La journaliste Becky Supiano du Chronicle of Higher Education s’est entretenu avec Scott Freeman, chercheur et, jusqu’à récemment, enseignant émérite à l’Université de Washington. Freeman est l’auteur d’une méta-analyse parue en 2014 dans le Proceedings of the National Academy of Sciences et citée plus de 7500 fois (d’après son auteur). Cette étude démontrait que, lorsque les sciences, les technologies, l’ingénierie et les mathématiques (STIM) sont enseignées au moyen de méthodes actives, les personnes étudiantes réussissent mieux. Voire, plus on enseigne au moyen de méthodes actives, plus les écarts se réduisent entre ceux qui réussissent et ceux qui avaient des difficultés.
« …[W]hat that work showed was across science, technology, engineering, and math courses at the undergraduate level, on average, when people switch from lecturing to any kind of active learning — we were extremely generous with the definition — that we were seeing important increases in average exam scores on equally rigorous exams, and significant drops in failure rates. » (Scott Freeman)
Supiano se demande – et interroge Freeman – pourquoi si les données sont aussi probantes, les sciences et le génie ne sont-ils pas enseignés plus souvent au moyen de méthodes actives?
Réponse de Freeman (que je paraphrase): même s’il est clairement démontré que la cigarette représente un danger pour la santé, des gens fument encore… Il mentionne une analyse nationale (américaine) publiée dans Science en 2018 par l’équipe de Marilyne Stains de l’Université de Virginie qui démontre que l’enseignement magistral domine encore largement l’enseignement de ces matières.
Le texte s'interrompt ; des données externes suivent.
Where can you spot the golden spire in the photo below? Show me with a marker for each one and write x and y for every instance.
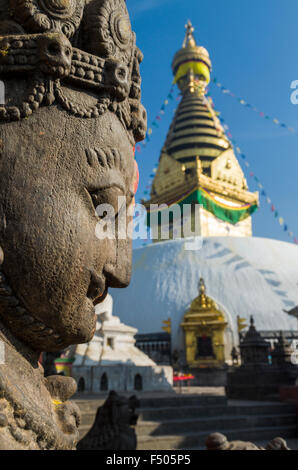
(191, 65)
(189, 40)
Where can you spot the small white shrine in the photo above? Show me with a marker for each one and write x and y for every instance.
(111, 361)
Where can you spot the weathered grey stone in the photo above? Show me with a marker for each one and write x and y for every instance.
(67, 132)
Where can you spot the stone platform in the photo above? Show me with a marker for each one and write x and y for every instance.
(173, 420)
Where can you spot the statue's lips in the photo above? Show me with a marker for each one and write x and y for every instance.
(97, 290)
(101, 298)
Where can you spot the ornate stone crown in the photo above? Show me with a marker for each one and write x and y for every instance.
(85, 44)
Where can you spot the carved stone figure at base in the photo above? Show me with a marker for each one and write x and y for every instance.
(112, 428)
(71, 118)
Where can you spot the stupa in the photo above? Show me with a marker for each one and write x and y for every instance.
(197, 164)
(243, 275)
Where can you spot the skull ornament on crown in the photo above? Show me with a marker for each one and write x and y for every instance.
(71, 118)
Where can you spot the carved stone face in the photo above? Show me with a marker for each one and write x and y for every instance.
(54, 169)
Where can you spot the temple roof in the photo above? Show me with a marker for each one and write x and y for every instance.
(244, 276)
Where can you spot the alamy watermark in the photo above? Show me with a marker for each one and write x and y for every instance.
(166, 223)
(2, 92)
(294, 94)
(2, 352)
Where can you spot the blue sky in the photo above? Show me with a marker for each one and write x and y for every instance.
(254, 50)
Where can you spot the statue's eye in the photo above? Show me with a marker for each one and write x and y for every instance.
(103, 198)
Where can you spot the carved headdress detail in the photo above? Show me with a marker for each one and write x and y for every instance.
(55, 43)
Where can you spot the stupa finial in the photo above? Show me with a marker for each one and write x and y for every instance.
(189, 40)
(202, 286)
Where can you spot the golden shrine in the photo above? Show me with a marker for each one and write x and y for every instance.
(204, 326)
(197, 165)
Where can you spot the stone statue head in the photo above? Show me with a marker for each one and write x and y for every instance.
(71, 118)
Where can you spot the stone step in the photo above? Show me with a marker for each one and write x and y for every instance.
(156, 414)
(188, 441)
(180, 426)
(183, 400)
(153, 414)
(90, 405)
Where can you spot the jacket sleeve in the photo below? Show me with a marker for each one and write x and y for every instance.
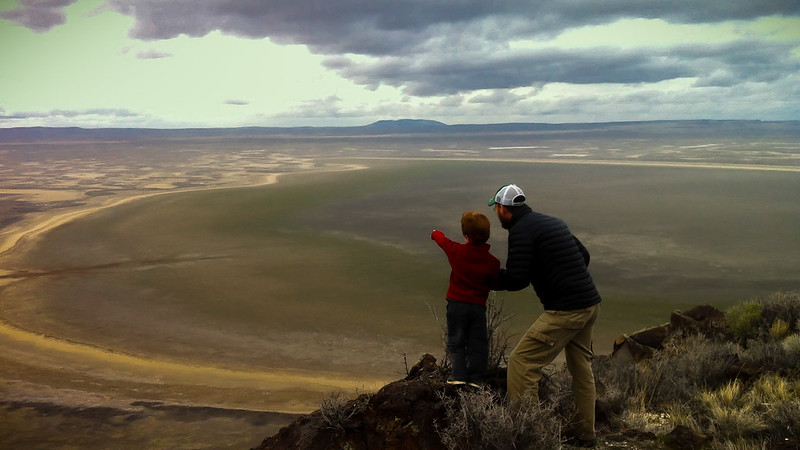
(583, 251)
(519, 264)
(443, 241)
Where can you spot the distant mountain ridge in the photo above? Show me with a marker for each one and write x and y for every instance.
(416, 126)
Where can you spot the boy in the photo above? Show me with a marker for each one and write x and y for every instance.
(474, 272)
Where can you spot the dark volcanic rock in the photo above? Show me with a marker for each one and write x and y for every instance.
(402, 415)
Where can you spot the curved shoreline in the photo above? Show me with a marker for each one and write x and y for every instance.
(296, 391)
(306, 388)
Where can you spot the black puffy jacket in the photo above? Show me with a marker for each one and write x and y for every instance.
(543, 252)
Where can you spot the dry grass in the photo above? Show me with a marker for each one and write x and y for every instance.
(481, 420)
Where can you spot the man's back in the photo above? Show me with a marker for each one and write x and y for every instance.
(542, 251)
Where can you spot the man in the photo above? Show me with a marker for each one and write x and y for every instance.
(543, 252)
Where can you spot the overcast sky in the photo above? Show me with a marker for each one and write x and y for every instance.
(224, 63)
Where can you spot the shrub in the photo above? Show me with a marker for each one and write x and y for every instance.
(481, 420)
(779, 329)
(792, 344)
(742, 320)
(732, 412)
(337, 409)
(774, 356)
(784, 306)
(683, 368)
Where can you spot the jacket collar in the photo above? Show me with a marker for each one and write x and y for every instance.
(521, 211)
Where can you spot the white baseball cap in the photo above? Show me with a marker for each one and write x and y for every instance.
(508, 195)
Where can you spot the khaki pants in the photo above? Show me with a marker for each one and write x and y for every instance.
(552, 332)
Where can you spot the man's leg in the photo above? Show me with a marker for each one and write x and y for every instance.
(538, 347)
(579, 362)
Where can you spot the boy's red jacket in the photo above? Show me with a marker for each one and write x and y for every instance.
(474, 270)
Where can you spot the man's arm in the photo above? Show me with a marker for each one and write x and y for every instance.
(583, 250)
(519, 264)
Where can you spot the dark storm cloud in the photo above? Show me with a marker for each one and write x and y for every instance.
(712, 65)
(395, 27)
(38, 15)
(153, 54)
(457, 46)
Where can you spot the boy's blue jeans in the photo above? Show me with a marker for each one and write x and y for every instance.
(467, 341)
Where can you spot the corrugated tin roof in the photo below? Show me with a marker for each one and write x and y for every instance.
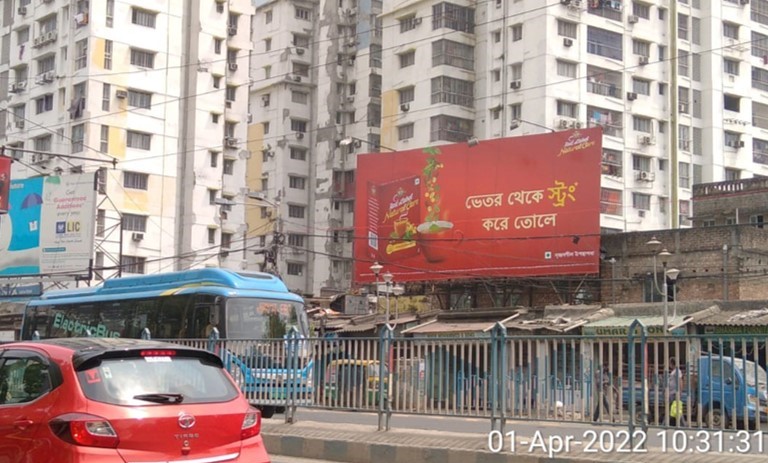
(757, 317)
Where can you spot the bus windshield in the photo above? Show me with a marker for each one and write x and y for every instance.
(264, 319)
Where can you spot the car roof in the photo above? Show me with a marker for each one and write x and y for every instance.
(85, 349)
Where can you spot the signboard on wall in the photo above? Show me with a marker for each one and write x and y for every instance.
(48, 229)
(521, 206)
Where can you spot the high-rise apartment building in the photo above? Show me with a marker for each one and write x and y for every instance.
(159, 86)
(680, 89)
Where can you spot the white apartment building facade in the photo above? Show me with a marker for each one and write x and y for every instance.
(679, 87)
(161, 87)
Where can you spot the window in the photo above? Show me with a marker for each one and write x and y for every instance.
(303, 13)
(134, 222)
(567, 29)
(110, 13)
(135, 180)
(567, 69)
(641, 10)
(78, 135)
(759, 45)
(107, 54)
(731, 66)
(143, 17)
(106, 96)
(81, 54)
(567, 109)
(299, 97)
(453, 91)
(44, 103)
(297, 183)
(228, 168)
(408, 24)
(611, 202)
(139, 140)
(642, 124)
(641, 86)
(450, 53)
(296, 212)
(641, 201)
(451, 16)
(133, 264)
(684, 170)
(139, 99)
(142, 58)
(731, 30)
(298, 154)
(407, 59)
(104, 139)
(449, 128)
(295, 269)
(405, 131)
(604, 43)
(406, 95)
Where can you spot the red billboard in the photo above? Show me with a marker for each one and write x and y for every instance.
(509, 207)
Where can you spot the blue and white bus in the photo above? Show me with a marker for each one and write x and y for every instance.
(251, 319)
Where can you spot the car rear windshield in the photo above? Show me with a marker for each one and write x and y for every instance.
(156, 380)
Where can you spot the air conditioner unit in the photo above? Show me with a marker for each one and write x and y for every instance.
(645, 176)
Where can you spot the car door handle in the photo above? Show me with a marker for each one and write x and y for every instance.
(23, 424)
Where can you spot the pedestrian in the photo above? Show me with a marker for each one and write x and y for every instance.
(603, 379)
(674, 390)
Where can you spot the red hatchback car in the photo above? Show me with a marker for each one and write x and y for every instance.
(98, 400)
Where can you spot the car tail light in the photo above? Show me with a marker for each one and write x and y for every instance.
(251, 424)
(86, 430)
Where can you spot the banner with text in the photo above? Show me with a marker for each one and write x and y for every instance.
(48, 229)
(521, 206)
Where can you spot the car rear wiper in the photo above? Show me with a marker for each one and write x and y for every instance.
(161, 398)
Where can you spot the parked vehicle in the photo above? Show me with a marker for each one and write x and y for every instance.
(115, 400)
(724, 388)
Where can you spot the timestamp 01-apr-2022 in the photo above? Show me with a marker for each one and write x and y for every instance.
(678, 441)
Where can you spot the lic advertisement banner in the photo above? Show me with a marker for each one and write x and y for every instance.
(48, 229)
(509, 207)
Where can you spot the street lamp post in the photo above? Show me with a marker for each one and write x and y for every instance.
(388, 282)
(376, 269)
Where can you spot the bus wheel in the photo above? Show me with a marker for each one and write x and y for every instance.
(267, 412)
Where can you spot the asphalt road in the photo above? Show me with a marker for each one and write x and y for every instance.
(551, 434)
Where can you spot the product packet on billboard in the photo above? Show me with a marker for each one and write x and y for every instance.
(393, 215)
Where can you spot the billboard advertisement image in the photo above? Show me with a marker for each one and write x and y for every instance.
(48, 229)
(510, 207)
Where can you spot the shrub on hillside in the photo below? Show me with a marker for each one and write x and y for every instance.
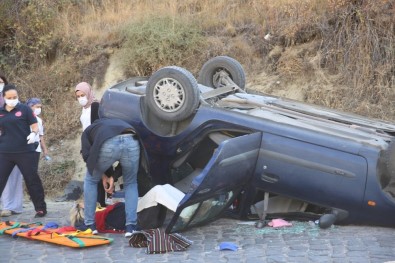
(153, 43)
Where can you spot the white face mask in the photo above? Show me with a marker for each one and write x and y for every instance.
(37, 111)
(83, 101)
(11, 103)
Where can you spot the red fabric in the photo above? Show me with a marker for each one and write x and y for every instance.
(100, 219)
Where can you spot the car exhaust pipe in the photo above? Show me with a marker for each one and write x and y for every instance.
(327, 220)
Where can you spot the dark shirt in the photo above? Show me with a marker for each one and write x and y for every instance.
(14, 129)
(94, 136)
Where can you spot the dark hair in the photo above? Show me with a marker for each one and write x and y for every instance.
(4, 79)
(8, 87)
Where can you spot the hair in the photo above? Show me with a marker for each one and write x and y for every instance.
(8, 87)
(3, 78)
(33, 101)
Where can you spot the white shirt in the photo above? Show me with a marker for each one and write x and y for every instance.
(85, 118)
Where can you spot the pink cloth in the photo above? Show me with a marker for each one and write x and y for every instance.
(279, 223)
(87, 89)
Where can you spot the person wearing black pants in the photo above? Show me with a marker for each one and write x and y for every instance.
(18, 129)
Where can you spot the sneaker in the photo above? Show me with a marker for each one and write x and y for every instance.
(130, 229)
(5, 213)
(92, 227)
(40, 213)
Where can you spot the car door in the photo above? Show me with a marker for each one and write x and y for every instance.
(214, 189)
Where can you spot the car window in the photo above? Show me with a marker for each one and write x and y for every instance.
(200, 212)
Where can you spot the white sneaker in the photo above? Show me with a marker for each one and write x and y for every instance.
(5, 213)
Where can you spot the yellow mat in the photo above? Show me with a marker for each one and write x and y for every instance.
(52, 233)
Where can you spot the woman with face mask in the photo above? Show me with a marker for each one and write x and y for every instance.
(90, 106)
(35, 105)
(90, 113)
(12, 197)
(18, 130)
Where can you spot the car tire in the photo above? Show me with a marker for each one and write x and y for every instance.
(208, 75)
(172, 94)
(389, 162)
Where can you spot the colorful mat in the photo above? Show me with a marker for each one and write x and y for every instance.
(52, 233)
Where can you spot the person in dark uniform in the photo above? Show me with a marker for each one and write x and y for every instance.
(104, 142)
(18, 129)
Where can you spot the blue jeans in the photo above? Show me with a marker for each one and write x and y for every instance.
(126, 150)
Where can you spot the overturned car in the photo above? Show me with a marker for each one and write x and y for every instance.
(254, 156)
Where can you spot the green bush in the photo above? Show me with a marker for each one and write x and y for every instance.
(157, 42)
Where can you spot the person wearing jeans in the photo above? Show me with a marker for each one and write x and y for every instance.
(104, 142)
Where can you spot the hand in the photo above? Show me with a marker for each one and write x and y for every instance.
(31, 138)
(108, 184)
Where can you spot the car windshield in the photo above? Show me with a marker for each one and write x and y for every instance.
(203, 211)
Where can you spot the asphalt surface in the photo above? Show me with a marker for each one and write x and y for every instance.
(301, 242)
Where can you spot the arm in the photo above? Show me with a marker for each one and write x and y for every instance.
(43, 145)
(86, 145)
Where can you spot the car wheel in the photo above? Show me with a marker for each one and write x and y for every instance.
(209, 75)
(172, 94)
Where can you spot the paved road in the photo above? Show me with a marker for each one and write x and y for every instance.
(302, 242)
Les raisons offertes par Freeman pour expliquer cette faible popularité des méthodes actives nous semblent éclairantes:
- L’intuition basée sur la propre expérience de la personne enseignante: « …[B]ien que les professeurs soient des personnes qui s’appuient sur des preuves dans leur domaine, nous restons des êtres humains. Et souvent, les personnes qui exigent des niveaux de rigueur et de preuves dans leur domaine passent à l’enseignement, et tout à coup, elles reviennent à l’intuition. Il n’est donc pas rare d’entendre des gens dire : “Ça a marché pour moi”. Ce qui veut dire que quelque chose ne va pas avec mes étudiants, parce que c’était bien pour moi et regardez où je suis maintenant… »
- Un certain immobilisme: « …[L]e coeur du problème est que le système ne récompense pas le changement, surtout dans l’enseignement. »
- Le succès est long à venir et peu reconnu: « …Quand j’ai commencé à faire de l’apprentissage actif, je n’ai obtenu aucun changement. Je me cassais constamment la figure, je m’y attendais. […] [S]i je réussis finalement, […] que je refais mes cours et que je sacrifie d’autres parties de mon travail, je ne suis pas payé davantage. L’université ne reçoit pas plus d’argent. Rien ne change. »
Sa solution? Évaluer l’enseignement… et le récompenser en conséquence. « Nous disposons de nouveaux outils ; ils sont vraiment solides, fondés sur la recherche – on les appelle des protocoles d’observation de la classe – qui sont publiés et dont la validité est bien établie. Nous pouvons désormais évaluer l’enseignement de manière objective et fiable et nous en servir pour prendre de bonnes décisions. »
« …[W]ho actually gets hired? Who actually gets promoted? Who actually gets the corner office, the awards on campus? Where does the prestige come from? It’s still really about research. Institutions have to take this evidence about teaching and say: People who are getting better student outcomes, especially for students who are underprepared coming into college, are going to get paid more, promoted faster, and given the kind of perks that top-flight researchers get. » [Notre emphase]
L’article se termine par une discussion sur les travaux actuels de Freeman. En mars 2020, il a publié avec l’équipe d’Elli Theobald de l’Université de Washington et de Sarah Eddy de la Florida International University, une nouvelle méta-analyse qui démontre que les méthodes actives permettent de réduire les différences entre les résultats des personnes étudiantes de revenus supérieurs et celles de revenus modestes. « Les données montrent que, dans les STIM au moins, si vous faites un peu d’apprentissage actif, vous ne voyez pas ces différences de performance changer. Mais si vous en faites beaucoup, elles commencent à se réduire, souvent de façon spectaculaire. Il s’agit maintenant de comprendre pourquoi. »
L’hypothèse sur laquelle travaille Freeman et son équipe est celle-ci: l’enseignement par méthodes actives favoriseraient la pratique délibérée (la tête) et une culture de classe plus positive (le coeur).
Pratique délibérée: « ..Vous devez consacrer 10 000 heures à une pratique difficile et inconfortable […]. Et nous pensons que c’est ce que font les exercices d’apprentissage actif : lorsque vous questionnez et ne donnez pas les réponses, les étudiants s’entraînent. »
Culture de classe: « Dans une classe d’apprentissage actif, […] [v]ous recevez beaucoup de commentaires, et l’ensemble de la classe devient très solidaire, très communautaire, très “vous avez votre place ici ; je crois en vous”.